Noelle stifled her chuckle. It wasn't polite to laugh, but it was still funny.
I have an idea of who did it, she thought.
Noelle looked back at Susie, who was punching Kris in the arm. They seemed to be talking about something, but Noelle couldn't hear over everyone in the bus.
What are those idiots doing back there?" Berdly asked aloud.
"I dunno, looks like they're just playing to me," Noelle replied.
"I bet they're scheming something..." Noelle could only guess what Berdly was imagining, "They might be planning to run away from the field trip, or maybe even... ROB THE BANK!"
Noelle rolled her eyes, "Come on, don't be dumb."
"You're right, Officer Undyne would never let something like that happen."
"And..this town doesn't even HAVE a bank..."
Besides, aren't you afraid of her?
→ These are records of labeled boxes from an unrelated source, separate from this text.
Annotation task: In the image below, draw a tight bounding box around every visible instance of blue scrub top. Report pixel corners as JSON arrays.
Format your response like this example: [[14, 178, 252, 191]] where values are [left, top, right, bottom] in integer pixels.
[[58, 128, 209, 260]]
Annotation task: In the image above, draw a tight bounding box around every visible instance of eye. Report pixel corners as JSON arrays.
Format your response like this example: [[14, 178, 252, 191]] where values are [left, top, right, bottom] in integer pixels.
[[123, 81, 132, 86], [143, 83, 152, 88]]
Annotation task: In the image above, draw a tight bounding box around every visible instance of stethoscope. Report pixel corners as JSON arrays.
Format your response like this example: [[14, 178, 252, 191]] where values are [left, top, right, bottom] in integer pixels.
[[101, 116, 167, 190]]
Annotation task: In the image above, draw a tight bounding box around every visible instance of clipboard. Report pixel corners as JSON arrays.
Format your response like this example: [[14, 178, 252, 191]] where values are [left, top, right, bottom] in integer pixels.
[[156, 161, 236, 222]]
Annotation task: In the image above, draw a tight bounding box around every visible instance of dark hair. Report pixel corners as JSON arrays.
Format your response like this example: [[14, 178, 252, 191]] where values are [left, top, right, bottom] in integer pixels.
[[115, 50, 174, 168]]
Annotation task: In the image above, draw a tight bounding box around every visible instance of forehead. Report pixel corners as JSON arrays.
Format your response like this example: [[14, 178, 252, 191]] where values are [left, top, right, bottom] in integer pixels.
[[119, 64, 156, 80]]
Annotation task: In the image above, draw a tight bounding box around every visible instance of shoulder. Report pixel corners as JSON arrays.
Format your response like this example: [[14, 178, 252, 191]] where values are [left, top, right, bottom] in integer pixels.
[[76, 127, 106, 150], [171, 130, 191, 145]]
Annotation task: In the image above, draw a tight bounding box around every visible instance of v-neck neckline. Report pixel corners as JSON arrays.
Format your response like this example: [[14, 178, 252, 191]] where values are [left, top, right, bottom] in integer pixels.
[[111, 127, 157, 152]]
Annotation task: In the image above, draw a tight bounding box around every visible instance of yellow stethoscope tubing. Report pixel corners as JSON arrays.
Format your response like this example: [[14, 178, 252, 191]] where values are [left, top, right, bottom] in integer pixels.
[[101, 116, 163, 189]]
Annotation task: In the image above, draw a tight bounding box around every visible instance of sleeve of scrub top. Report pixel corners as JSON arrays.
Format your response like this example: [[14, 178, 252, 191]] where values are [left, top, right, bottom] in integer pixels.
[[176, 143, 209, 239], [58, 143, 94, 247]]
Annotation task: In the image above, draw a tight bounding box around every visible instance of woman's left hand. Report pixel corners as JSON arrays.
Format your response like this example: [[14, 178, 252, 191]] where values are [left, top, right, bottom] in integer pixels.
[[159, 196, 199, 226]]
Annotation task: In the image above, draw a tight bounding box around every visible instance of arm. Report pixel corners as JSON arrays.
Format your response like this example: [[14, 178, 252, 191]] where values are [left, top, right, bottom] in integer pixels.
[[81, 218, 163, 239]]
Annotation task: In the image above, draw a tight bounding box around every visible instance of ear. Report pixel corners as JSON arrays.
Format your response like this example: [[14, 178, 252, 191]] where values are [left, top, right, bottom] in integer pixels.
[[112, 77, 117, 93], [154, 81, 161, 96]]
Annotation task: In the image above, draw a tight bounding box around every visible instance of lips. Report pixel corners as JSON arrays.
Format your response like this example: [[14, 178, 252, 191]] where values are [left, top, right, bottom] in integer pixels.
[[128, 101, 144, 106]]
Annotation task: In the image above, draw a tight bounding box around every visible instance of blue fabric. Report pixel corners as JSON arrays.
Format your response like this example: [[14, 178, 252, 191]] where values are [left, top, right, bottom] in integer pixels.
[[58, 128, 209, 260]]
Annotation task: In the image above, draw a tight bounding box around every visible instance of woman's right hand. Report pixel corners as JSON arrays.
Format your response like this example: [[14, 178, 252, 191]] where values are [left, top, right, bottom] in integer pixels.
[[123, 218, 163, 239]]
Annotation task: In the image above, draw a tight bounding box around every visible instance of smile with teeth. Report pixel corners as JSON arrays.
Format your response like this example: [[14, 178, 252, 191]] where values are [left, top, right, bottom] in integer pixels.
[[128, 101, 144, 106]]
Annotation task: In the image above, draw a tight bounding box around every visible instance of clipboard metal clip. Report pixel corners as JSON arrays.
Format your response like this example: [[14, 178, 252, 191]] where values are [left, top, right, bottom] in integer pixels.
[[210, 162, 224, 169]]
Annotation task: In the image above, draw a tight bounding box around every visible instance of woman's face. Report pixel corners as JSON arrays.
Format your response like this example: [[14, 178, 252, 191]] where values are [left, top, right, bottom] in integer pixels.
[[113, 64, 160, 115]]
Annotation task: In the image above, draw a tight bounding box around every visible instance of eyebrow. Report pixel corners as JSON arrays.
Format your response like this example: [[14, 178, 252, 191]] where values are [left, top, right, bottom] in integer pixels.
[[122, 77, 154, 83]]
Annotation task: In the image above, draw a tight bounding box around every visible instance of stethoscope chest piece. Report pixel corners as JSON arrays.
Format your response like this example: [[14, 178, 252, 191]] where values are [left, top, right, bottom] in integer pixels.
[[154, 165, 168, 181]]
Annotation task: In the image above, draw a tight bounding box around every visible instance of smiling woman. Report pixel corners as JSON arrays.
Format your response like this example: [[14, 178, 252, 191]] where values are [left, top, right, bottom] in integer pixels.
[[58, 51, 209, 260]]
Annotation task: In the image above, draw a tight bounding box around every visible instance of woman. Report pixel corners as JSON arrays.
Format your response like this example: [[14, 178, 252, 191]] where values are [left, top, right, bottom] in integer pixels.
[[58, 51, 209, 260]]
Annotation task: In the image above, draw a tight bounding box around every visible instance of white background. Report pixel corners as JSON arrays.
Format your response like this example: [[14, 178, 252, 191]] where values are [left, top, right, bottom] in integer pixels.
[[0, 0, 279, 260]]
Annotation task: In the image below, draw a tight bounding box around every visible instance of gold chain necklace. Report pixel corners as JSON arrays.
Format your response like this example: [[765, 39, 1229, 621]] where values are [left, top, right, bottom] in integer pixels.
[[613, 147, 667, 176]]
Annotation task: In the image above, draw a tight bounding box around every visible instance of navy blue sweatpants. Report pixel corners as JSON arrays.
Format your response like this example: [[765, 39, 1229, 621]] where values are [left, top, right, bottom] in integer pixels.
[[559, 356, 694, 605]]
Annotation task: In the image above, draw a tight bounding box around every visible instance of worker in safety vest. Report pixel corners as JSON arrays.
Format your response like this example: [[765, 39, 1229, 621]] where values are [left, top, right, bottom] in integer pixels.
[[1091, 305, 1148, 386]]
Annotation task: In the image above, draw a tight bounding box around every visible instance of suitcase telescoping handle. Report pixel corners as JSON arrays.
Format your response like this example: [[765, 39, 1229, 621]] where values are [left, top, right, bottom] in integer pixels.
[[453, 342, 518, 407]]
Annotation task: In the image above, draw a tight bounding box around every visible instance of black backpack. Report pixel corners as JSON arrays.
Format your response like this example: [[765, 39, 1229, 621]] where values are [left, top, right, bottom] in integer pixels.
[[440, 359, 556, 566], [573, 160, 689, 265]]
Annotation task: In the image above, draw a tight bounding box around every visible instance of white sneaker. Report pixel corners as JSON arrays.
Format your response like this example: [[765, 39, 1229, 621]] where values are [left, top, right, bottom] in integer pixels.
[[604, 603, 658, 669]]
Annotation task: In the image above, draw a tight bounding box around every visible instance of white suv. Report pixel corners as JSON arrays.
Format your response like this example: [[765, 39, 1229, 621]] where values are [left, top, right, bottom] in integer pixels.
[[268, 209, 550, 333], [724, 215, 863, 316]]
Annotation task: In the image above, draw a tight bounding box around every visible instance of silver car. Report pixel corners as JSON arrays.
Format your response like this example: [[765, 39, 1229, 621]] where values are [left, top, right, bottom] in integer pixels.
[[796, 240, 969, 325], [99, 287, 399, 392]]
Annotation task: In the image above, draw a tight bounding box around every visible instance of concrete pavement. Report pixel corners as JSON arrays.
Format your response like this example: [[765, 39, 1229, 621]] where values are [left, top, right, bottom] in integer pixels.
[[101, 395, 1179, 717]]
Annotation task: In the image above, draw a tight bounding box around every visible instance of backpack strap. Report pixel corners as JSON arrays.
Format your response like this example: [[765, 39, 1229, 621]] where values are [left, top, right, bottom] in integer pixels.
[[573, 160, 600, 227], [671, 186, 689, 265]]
Noelle kept that thought to herself.
Miss Alphys stood at the front of the bus and took the microphone from the driver, "E-excuse me," The feedback from the mic nearly defended Noelle. The bus was finally quiet. "Th-than you. Now I am going to go around and take everyone's attendance A-AND permission forms. P-please have them ready by the time I get to your seats, and...please don't trip me this time."
As Miss Alphys began her descent down the aisle the rambunctious noise picked up again. Noelle looked back to try and get Kris and Susie's attention. They would get into trouble if they were caught roughhousing on the bus.
but they were gone.
In fact, Noelle was only able to catch a glimpse of Kris's hair as the two ran out the back door of the bus. The door shutting quietly behind them.
"What the-"
"What's wrong?" Berdly asked.
"Susie and Kris just left." Noelle answered.
"Huh?" Berdly turned towards the back of the bus and shook his head.
Berdly kicked his feet up onto the seat in front of him, accidentally kicking Catti in the back of the head. "I don't see why that is such a bad thing, Noelle. We'll probably have a better time without them here."
"But they could get into trouble, I don't think-"
"Do what you want, Noelle, I'm not going to stop you...Berdly interrupted.
Noelle stared at her friend for a moment before gathering her things. Glancing up the aisle to see Miss Alphys stopped a little ways ahead of them, trying to calm down Temmie, who apparently lost egg. As quietly as she could, Noelle made her way to the back of the bus and snuck off.
"-It's not our responsibility to take care of a couple or C students anyways. Now, where was I- Hey, wait!" Berdly scrambled to gather his things, grumbling as he did so. "Oh at least let me finish my train of thought!"
Present
"We're just here to get you two back on the bus before Miss Alphys catches you," Noelle answered.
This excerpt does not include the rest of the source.